Het Duits voorzitterschap legt, namens alle ondertekenaars van het verdrag van Prüm (waaronder Nederland), aan de lidstaten die het verdrag nog niet hebben ondertekend, de vraag voor of zij instemmen met het één op één omzetten in EU-regelgeving van de niet-Schengengerelateerde bepalingen op het gebied van de derde pijler van het verdrag van Prüm. In het Prüm-verdrag is vastgelegd dat daartoe uiterlijk drie jaar na inwerkingtreding een voorstel moet worden gedaan voor de omzetting in EU-regelgeving. Het Duitse voorzitterschap wil dat proces versnellen. Omzetting van het verdrag van Prüm in EU-regelgeving zou de doelstelling van het Haags Programma om vanaf 1 januari 2008 de informatie-uitwisseling in de Unie te baseren op het zogenaamde beschikbaarheidsbeginsel dichterbij brengen.

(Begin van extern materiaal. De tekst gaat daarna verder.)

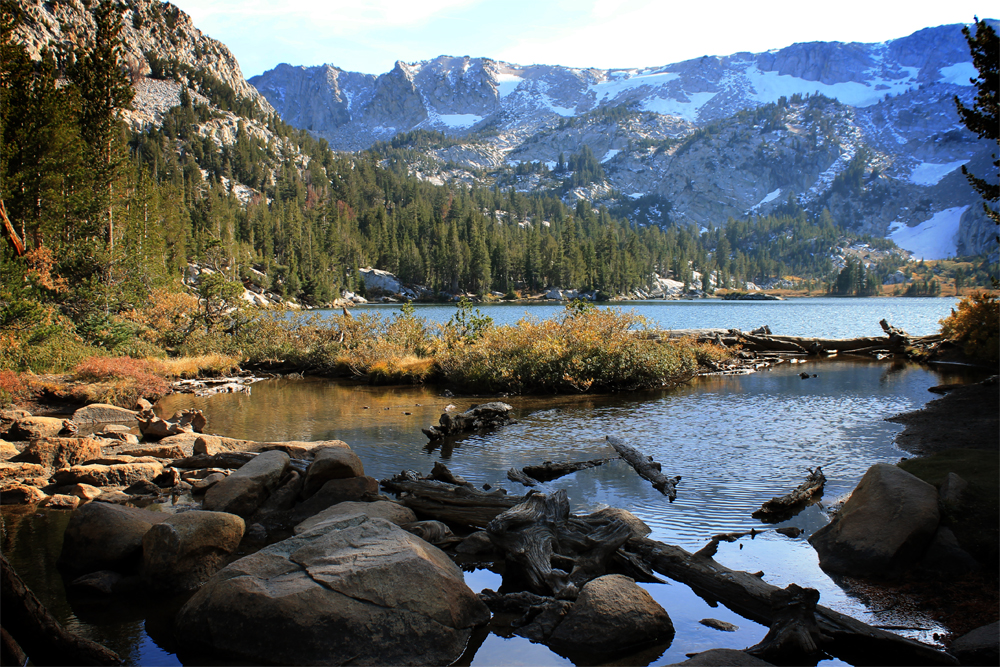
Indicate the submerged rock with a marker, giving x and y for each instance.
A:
(360, 590)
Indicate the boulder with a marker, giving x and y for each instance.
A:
(15, 493)
(331, 463)
(60, 452)
(979, 647)
(32, 428)
(102, 413)
(102, 536)
(160, 452)
(61, 501)
(883, 528)
(243, 492)
(124, 472)
(333, 492)
(183, 551)
(7, 450)
(612, 614)
(14, 470)
(360, 590)
(380, 509)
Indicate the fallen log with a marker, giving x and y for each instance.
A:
(37, 632)
(749, 596)
(457, 504)
(782, 508)
(646, 467)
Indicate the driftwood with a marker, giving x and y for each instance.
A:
(646, 467)
(476, 418)
(780, 509)
(464, 505)
(540, 531)
(794, 636)
(38, 633)
(750, 596)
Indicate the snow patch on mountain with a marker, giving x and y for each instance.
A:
(928, 173)
(932, 239)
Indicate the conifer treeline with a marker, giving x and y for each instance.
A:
(108, 214)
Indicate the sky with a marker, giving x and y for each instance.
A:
(371, 35)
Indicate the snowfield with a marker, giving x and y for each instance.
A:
(931, 239)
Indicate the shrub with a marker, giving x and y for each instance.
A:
(976, 327)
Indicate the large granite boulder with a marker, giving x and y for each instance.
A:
(612, 614)
(60, 452)
(380, 509)
(331, 463)
(112, 471)
(101, 536)
(883, 528)
(185, 549)
(102, 413)
(243, 492)
(360, 590)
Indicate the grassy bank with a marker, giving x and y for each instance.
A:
(120, 359)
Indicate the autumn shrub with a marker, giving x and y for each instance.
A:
(582, 350)
(976, 327)
(119, 380)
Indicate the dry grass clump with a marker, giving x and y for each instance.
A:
(118, 380)
(976, 327)
(582, 350)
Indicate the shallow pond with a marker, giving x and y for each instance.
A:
(736, 441)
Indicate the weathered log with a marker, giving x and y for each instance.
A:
(38, 633)
(478, 417)
(750, 596)
(549, 471)
(458, 504)
(785, 507)
(646, 467)
(794, 636)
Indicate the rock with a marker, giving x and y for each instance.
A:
(333, 492)
(102, 582)
(101, 536)
(61, 501)
(143, 487)
(202, 485)
(102, 413)
(124, 473)
(945, 556)
(361, 590)
(7, 450)
(160, 452)
(243, 492)
(883, 528)
(14, 470)
(477, 543)
(32, 428)
(638, 526)
(612, 614)
(61, 452)
(979, 647)
(15, 493)
(182, 552)
(722, 657)
(331, 463)
(380, 509)
(952, 488)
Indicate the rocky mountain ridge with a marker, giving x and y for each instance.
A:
(652, 129)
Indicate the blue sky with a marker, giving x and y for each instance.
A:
(370, 35)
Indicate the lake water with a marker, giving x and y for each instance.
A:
(736, 442)
(812, 317)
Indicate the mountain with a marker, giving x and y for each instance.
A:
(693, 142)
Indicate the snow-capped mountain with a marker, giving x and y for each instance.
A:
(673, 136)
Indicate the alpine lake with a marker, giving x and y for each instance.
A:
(736, 441)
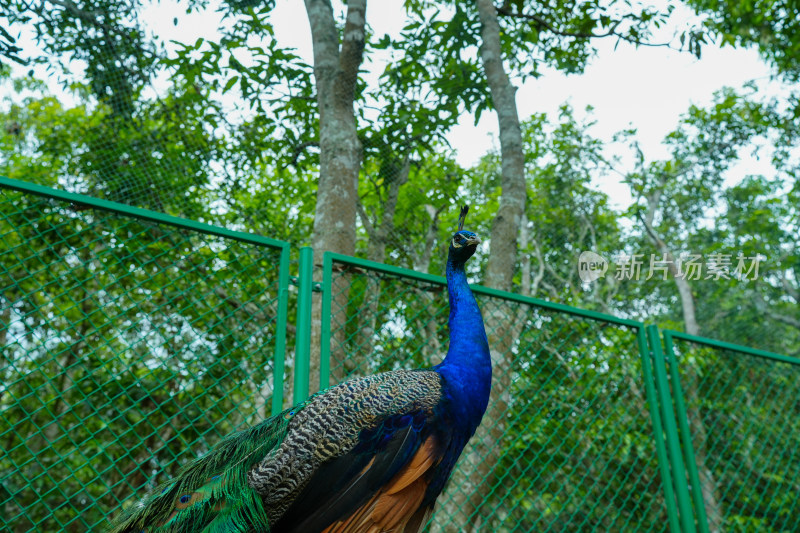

Geconstateerd kan worden, dat met de integratie van bepalingen op dit gebied van het verdrag van Prüm in het EU-acquis in de discussie over de invulling van het beschikbaarheidsbeginsel, dataprotectie en uitwisseling van biometrische gegevens, mogelijk een flinke stap voorwaarts zou kunnen worden gezet.


Behandeling Europees Parlement

In oktober 2007 heeft de onderzoeksafdeling van het EP in opdracht van de LIBE-commissie een rapport opgesteld waarin wordt weergegeven hoe verschillende antiterrorisme-maatregelen op elkaar inwerken.

Op 7 juni 2007 heeft het Europees Parlement een wetgevingsresolutie vastgesteld. De leden ondersteunen het voorstel van de Raad om het Verdrag van Prüm uit te breiden naar alle lidstaten, maar hebben wel een aantal amendementen goedgekeurd om ervoor te zorgen dat de verstrekking van persoonsgegevens aan andere lidstaten niet automatisch gebeurt, maar alleen wanneer dit "noodzakelijk en evenredig" is en alleen in geval van "bijzondere omstandigheden die aanleiding zijn tot het vermoeden dat er misdrijven zullen worden begaan."


Reacties Derden

Op 4 april 2007 heeft de Europese Toezichthouder voor Gegevensbescherming een advies vastgesteld over onderhavig ontwerpbesluit.